Room: Exhibit Hall | Forum 2
Purpose: The application of deep learning algorithms (DL) to small datasets (hundreds of points) has been common in the medical physics. To justify the small number of data points, transfer learning is often referenced. In this work, we perform an in-depth study of the performance of DL as a function of dataset size.
Methods: 112,120 frontal-view x-ray images from the NIH ChestXray14 dataset were used in our analysis. We first studied two real tasks: unbalanced multi-label classification of 14 diseases, and binary classification of pneumonia vs non-pneumonia. The dataset was randomly split into training, validation and testing (69%, 8%, 23%). Using PyTorch, a popular convolution neural network (CNN), DensNet121, was trained (with and without transfer learning) using different numbers of data points for both tasks (N=50 to N=77,880). Additionally, to study the behavior of CNNs under known and controlled conditions, we generated simple functions that mapped the images to different outcomes and attempted to recover them. Linear functions from radiomics features (79 in total) and small known CNNs were chosen as the generators. The area-under-the-curve (AUC) and balanced accuracy on the test set were reported, with confident intervals calculated using boostrap.

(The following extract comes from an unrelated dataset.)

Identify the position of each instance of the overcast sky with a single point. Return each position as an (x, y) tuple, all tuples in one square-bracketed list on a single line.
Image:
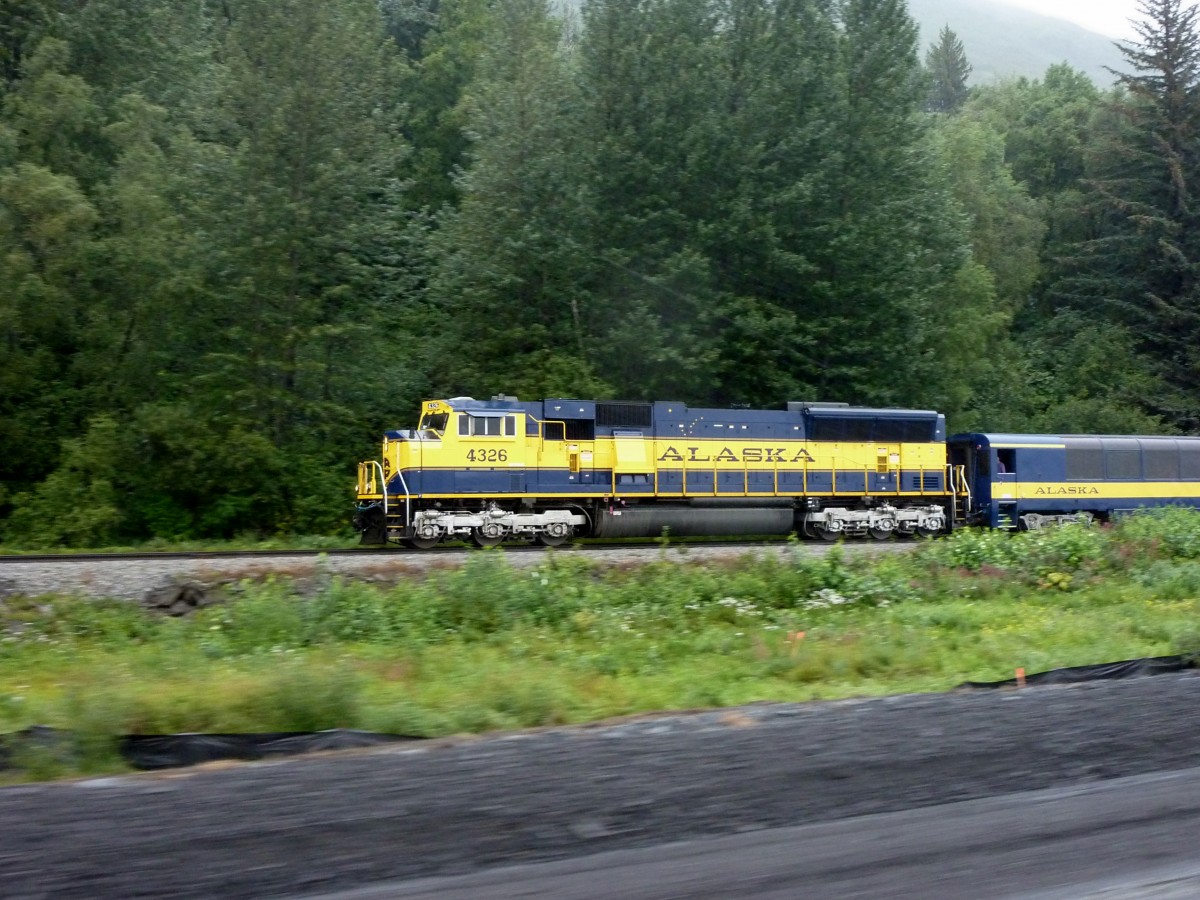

Results: In the multi-label problem, DensNet121 needed at least 1600 patients to be comparable to, and 10,000 to outperform, radiomics-based logistic regression. In classifying pneumonia vs. non-pneumonia, both CNN and radiomics-based methods performed poorly when N < 2000. This was true regardless of whether transfer learning was used. The same behavior was observed for the simpler problems when the generator functions were known.
Conclusion: Our experiments in simple controlled and real tasks suggest that DL performs poorly in small datasets, even when transfer learning is used. Therefore, it is unlikely that results reported in datasets of similar size will generalize well, and such attempts should be met with skepticism.